540 – Chelation
Excerpted from Business Week – Jan 19th 2004
Dr. Richard Horowitz, an internist in Hyde Park, N.Y., says mercury can be stored in body tissue, including the brain. Dr. Horowitz, who treats many Lyme disease patients, says the symptoms of chronic Lyme disease mirror those for metal toxicity. He suspects some Lyme patients’ continuing problems, such as fatigue, are linked to metals in their bodies. If so, that may explain why they don’t get better when they take the antibiotics used to treat Lyme.
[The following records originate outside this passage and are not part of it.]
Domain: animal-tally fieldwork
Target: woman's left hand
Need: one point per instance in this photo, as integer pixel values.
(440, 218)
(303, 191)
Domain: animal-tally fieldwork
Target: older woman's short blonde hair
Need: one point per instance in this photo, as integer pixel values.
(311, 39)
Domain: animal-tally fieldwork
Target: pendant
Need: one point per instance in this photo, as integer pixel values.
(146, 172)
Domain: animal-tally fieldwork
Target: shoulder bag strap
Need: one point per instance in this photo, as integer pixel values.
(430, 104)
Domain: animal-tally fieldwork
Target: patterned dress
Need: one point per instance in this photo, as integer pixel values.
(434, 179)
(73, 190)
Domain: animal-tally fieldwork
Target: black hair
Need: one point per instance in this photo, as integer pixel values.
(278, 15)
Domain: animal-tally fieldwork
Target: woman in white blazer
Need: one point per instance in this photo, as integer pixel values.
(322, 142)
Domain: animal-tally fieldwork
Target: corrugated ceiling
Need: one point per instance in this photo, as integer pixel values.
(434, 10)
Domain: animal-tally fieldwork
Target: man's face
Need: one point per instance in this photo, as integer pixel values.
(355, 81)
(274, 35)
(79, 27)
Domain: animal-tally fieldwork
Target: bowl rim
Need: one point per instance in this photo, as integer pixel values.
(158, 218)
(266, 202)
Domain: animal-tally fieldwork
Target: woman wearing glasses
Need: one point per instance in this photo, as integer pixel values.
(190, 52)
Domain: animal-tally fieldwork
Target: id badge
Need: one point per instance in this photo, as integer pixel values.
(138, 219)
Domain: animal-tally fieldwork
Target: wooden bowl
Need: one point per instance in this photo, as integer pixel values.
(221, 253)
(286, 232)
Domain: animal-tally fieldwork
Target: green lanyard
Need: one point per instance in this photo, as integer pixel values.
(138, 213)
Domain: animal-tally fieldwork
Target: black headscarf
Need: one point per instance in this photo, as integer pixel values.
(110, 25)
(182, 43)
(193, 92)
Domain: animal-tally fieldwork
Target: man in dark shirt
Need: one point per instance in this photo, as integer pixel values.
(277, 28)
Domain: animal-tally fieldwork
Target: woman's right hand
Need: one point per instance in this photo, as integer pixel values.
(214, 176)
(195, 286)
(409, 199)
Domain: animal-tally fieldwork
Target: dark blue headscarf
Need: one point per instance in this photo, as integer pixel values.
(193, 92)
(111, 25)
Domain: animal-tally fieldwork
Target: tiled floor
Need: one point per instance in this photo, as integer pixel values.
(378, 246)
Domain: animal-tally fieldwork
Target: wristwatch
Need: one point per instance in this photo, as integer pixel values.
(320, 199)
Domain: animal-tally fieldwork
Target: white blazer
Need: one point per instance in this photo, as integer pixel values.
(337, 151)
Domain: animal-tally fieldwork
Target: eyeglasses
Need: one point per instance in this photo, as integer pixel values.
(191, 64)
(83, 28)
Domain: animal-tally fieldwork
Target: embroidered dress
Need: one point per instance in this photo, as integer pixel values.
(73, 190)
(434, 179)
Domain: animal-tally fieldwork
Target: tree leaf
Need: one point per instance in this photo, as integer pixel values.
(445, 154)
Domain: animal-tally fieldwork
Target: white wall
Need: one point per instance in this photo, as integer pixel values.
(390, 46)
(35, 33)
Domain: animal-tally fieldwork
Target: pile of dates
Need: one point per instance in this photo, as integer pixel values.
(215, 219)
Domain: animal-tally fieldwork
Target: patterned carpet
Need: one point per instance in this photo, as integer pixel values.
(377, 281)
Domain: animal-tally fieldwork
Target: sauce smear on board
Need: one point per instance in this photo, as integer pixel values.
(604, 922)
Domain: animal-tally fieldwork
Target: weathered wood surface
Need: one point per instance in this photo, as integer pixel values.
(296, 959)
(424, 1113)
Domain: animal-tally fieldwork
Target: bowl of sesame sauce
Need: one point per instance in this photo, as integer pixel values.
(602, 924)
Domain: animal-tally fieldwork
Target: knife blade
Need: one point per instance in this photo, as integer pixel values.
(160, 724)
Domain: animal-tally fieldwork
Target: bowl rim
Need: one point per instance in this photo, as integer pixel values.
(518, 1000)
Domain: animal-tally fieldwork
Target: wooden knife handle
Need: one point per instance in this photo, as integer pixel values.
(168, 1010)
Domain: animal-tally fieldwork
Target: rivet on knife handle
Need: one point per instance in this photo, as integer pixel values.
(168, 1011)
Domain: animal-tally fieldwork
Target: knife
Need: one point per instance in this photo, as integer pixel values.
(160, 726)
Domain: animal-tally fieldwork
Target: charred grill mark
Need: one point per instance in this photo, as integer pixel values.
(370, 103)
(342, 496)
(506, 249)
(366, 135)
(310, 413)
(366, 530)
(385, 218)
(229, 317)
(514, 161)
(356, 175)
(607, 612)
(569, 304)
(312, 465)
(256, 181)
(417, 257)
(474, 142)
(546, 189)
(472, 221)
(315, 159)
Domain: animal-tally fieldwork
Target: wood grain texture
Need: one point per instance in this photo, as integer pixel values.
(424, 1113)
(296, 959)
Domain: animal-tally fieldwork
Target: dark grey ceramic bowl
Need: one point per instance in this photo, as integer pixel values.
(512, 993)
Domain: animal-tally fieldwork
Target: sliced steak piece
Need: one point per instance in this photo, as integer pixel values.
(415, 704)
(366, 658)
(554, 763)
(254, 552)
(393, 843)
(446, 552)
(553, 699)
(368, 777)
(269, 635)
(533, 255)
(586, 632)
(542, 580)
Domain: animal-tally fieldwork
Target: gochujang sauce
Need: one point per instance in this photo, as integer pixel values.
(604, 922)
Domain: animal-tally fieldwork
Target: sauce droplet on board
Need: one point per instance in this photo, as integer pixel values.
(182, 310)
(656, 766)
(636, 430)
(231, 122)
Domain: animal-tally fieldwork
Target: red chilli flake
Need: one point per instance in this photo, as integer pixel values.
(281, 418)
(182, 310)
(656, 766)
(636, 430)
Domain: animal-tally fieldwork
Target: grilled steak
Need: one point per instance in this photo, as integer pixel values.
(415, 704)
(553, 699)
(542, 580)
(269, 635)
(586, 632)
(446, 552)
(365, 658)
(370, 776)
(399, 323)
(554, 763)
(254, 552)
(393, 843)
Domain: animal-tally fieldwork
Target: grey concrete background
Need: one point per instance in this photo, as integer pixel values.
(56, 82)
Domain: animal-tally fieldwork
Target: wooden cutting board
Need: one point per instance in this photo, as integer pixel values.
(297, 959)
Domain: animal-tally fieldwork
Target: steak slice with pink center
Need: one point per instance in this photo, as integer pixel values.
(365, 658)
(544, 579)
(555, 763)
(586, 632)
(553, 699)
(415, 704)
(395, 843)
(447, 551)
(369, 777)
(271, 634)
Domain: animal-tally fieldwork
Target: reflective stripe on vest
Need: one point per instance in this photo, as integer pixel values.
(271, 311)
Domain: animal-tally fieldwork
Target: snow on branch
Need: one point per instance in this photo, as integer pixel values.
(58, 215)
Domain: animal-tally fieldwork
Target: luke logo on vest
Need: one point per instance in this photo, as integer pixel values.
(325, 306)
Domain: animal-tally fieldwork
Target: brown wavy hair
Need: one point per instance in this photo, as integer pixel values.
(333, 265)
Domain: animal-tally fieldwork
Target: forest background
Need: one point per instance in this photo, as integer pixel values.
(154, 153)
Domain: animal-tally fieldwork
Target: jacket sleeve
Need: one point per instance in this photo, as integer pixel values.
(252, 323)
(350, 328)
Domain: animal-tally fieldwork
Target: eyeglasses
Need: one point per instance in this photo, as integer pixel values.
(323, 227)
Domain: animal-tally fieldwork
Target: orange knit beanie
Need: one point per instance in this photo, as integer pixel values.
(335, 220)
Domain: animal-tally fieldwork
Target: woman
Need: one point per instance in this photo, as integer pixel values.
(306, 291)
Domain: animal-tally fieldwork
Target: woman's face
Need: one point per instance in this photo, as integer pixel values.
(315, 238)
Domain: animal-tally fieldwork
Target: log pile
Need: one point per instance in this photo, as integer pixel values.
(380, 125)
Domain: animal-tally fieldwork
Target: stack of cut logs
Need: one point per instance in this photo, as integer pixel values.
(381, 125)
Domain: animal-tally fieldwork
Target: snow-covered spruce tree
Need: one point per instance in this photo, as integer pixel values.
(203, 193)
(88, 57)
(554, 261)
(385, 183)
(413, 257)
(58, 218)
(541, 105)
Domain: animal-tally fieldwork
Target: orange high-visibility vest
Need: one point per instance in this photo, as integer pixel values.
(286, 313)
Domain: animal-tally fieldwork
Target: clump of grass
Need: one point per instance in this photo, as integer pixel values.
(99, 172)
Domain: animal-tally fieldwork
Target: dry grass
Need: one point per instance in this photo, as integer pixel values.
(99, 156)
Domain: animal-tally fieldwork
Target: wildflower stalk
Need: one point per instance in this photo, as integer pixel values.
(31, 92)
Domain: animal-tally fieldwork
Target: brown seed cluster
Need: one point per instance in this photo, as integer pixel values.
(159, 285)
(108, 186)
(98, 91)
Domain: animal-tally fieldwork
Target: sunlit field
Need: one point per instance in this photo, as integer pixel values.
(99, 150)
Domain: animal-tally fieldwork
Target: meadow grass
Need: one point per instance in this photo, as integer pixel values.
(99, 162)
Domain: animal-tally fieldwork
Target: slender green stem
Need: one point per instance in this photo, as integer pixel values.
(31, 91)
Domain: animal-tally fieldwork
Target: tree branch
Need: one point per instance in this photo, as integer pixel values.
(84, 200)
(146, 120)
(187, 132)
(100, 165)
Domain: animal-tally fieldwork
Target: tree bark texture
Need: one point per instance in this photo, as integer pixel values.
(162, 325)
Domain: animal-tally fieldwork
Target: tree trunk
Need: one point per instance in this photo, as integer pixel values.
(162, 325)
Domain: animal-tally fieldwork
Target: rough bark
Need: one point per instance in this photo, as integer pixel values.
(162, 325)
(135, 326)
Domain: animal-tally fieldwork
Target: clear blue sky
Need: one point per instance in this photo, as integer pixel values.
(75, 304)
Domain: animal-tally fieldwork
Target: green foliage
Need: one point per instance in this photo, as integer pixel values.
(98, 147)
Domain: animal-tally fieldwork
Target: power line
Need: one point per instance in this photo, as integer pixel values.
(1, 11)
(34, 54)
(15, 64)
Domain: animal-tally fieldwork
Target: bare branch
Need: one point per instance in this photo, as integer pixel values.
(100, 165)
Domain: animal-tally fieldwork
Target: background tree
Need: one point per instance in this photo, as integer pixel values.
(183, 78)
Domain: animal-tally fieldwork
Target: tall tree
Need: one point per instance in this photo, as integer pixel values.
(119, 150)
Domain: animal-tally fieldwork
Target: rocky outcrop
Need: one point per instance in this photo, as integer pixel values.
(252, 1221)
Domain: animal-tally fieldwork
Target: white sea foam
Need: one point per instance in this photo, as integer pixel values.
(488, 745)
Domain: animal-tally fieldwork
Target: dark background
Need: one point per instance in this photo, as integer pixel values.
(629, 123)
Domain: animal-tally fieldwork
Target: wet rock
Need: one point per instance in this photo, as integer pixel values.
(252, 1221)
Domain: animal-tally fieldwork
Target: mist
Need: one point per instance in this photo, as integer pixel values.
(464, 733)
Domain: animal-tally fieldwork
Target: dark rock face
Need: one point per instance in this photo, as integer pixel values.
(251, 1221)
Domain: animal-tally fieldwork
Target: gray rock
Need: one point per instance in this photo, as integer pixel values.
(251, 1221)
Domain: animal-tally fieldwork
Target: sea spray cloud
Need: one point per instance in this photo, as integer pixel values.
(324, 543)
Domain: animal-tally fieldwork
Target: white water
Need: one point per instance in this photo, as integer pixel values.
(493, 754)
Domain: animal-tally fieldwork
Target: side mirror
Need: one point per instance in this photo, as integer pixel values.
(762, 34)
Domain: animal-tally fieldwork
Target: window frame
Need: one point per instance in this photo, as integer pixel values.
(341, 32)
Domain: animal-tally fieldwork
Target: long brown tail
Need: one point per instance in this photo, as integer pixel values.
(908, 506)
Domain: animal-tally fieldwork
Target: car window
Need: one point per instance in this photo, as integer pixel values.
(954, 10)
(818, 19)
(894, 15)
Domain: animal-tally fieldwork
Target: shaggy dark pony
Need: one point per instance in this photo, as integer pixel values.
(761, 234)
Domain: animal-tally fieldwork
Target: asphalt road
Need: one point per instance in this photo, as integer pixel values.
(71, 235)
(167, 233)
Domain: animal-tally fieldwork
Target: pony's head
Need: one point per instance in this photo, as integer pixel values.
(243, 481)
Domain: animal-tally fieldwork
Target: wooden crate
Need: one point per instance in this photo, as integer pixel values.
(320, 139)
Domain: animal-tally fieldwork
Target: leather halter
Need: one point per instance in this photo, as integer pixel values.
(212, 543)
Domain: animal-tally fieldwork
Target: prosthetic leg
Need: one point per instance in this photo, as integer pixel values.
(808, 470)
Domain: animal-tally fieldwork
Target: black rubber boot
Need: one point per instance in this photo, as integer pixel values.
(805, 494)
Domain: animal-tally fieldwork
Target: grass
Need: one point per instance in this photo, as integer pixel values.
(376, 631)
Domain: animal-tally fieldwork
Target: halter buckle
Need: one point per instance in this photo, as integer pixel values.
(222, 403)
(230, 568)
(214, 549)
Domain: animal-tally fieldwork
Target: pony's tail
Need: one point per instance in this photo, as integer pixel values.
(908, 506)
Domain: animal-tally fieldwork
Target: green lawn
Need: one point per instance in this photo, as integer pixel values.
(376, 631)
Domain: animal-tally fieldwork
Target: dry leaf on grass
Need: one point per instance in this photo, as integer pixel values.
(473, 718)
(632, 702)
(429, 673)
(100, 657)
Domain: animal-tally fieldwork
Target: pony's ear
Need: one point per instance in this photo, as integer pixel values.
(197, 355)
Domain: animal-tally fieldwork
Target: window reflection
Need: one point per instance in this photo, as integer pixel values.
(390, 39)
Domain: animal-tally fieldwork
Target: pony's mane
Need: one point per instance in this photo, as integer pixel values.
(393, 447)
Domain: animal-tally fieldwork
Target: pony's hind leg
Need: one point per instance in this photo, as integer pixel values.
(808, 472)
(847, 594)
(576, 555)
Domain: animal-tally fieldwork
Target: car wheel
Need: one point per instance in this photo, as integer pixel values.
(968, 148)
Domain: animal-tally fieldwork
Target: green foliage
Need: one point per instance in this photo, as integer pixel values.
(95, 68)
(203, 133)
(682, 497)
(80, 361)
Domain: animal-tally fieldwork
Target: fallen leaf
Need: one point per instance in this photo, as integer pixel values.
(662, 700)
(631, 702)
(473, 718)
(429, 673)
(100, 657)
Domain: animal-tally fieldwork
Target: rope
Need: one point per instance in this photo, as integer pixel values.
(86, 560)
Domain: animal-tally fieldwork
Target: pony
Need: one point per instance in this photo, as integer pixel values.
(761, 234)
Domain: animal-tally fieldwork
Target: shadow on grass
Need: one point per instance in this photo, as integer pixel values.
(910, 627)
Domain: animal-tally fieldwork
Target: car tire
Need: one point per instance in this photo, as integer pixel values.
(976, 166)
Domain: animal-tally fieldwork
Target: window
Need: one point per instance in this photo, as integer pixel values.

Dr. Horowitz does not rely on the standard blood test to diagnose the presence of mercury because it measures only recent exposure. Instead, he gives patients a chelating agent — a chemical that binds to and pulls metals from tissues. He then measures the amount of mercury excreted in the urine. He also uses three-month regimens of alternating chelation, vitamins, and minerals to remove stored metals. He has seen symptoms ease in about 10% of those treated.
Such routine use of chelating agents is controversial. “Chelators are not benign drugs,” points out Dr. Michael Shannon, an associate professor at Harvard Medical School. They can cause kidney and liver damage as well as allergic reactions.
Chelation might be an answer in extreme cases. For most of us, the remedy is simple. As one doctor advises: “Eat the little fish.” How complicated is that?